Many patients require only a supplementary level of oxygen in the room air they are breathing, rather than pure or near pure oxygen,[12] and this can be delivered through a number of devices dependent on the situation, flow required and in some instances patient preference.

A nasal cannula (NC) is a thin tube with two small nozzles that protrude into the patient's nostrils. It can only comfortably provide oxygen at low flow rates, 2–6 litres per minute (LPM), delivering a concentration of 24–40%.

There are also a number of face mask options, such as the simple face mask, often used at between 5 and 8 LPM, with a concentration of oxygen to the patient of between 28% and 50%. This is closely related to the more controlled air-entrainment masks, also known as Venturi masks, which can accurately deliver a predetermined oxygen concentration to the trachea up to 40%.

In some instances, a partial rebreathing mask can be used, which is based on a simple mask, but featuring a reservoir bag, which increases the provided oxygen concentration to 40–70% oxygen at 5 to 15 LPM.

Non-rebreather masks draw oxygen from an attached reservoir bags, with one-way valves that direct exhaled air out of the mask. When properly fitted and used at flow rates of 8-10 LPM or higher, they deliver close to 100% oxygen. This type of mask is indicated for acute medical emergencies.

Demand valves or oxygen resuscitators deliver oxygen only when the patient inhales, or, in the case of an apnic (non-breathing) victim, the caregiver presses a button on the mask. These systems greatly conserve oxygen compared to steady-flow masks, which is useful in emergency situations when a limited supply of oxygen is available and there is a delay in transporting the patient to higher care. They are very useful in performing CPR, as the caregiver can deliver rescue breaths composed of 100% oxygen with the press of a button. Care must be taken not to over-inflate the patient's lungs, and some systems employ safety valves to help prevent this. These systems may not be appropriate for unconscious patients or those in respiratory distress, because of the effort required to breathe from them.

High flow oxygen delivery

In cases where the patient requires a high concentration of up to 100% oxygen, a number of devices are available, with the most common being the non-rebreather mask (or reservoir mask), which is similar to the partial rebreathing mask except it has a series of one-way valves preventing exhaled air from returning to the bag. There should be a minimum flow of 10 L/min. The delivered FIO2 of this system is 60-80%, depending on the oxygen flow and breathing pattern.[13][14] Another type of device is a humidified high flow nasal cannula which enables flows exceeding a patient's peak inspiratory flow demand to be delivered via nasal cannula, thus providing FiO2 of up to 100% because there is no entrainment of room air, even with the mouth open.[15] This also allows the patient to continue to talk, eat and drink while still receiving the therapy.[16] This type of delivery method is associated with greater overall comfort, and improved oxygenation and respiratory rates than with face mask oxygen.[17]

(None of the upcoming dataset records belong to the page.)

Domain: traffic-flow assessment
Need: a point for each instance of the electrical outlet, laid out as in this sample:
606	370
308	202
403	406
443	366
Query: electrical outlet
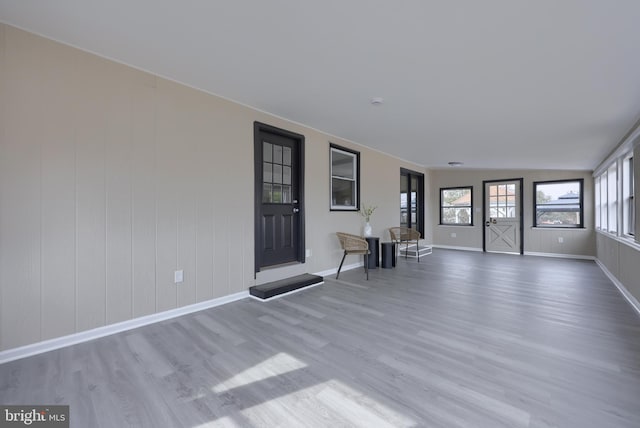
178	276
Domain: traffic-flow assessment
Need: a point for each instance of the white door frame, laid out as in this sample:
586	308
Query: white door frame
519	204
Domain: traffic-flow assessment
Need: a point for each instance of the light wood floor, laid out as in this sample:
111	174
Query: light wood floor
461	339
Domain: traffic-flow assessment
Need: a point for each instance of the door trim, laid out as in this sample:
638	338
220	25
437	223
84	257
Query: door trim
420	176
484	211
258	129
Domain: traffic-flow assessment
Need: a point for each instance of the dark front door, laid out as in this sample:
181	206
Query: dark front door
279	196
411	200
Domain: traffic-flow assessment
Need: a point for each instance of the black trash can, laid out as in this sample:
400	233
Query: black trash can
388	255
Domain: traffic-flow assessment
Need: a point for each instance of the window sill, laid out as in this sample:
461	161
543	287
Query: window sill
557	228
629	242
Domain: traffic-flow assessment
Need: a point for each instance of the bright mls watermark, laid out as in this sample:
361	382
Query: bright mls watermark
34	416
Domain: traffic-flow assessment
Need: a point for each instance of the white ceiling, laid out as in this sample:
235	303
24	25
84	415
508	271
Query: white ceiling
494	84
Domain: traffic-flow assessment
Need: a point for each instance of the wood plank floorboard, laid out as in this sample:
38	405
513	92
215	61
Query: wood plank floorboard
461	339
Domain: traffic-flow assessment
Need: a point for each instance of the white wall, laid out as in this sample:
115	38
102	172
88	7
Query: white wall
112	178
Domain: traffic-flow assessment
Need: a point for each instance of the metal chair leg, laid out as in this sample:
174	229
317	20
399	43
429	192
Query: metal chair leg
338	274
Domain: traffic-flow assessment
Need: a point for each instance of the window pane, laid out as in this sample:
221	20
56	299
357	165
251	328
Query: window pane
604	200
266	193
612	198
286	156
558	204
286	175
343	192
456	206
277	194
344	179
342	164
456	197
277	154
277	173
267	172
596	187
456	215
404	190
628	211
267	154
286	194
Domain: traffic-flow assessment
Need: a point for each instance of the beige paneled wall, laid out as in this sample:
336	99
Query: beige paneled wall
580	242
112	178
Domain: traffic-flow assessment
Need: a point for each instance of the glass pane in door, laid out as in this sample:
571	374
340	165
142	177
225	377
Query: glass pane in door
404	192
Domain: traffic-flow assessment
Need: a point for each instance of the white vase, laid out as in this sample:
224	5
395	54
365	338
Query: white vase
367	229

In specialist applications such as aviation, tight fitting masks can be used, and these also have applications in anaesthesia, carbon monoxide poisoning treatment and in hyperbaric oxygen therapy

Positive pressure delivery

Patients who are unable to breathe on their own will require positive pressure to move oxygen into their lungs for gaseous exchange to take place. Systems for delivering this vary in complexity (and cost), starting with a basic pocket mask adjunct which can be used by a basically trained first aider to manually deliver artificial respiration with supplemental oxygen delivered through a port in the mask.

Many emergency medical service and first aid personnel, as well as hospitals, will use a bag-valve-mask (BVM), which is a malleable bag attached to a face mask (or invasive airway such as an endotracheal tube or laryngeal mask airway), usually with a reservoir bag attached, which is manually manipulated by the healthcare professional to push oxygen (or air) into the lungs. This is the only procedure allowed for initial treatment of cyanide poisoning in the UK workplace.[18]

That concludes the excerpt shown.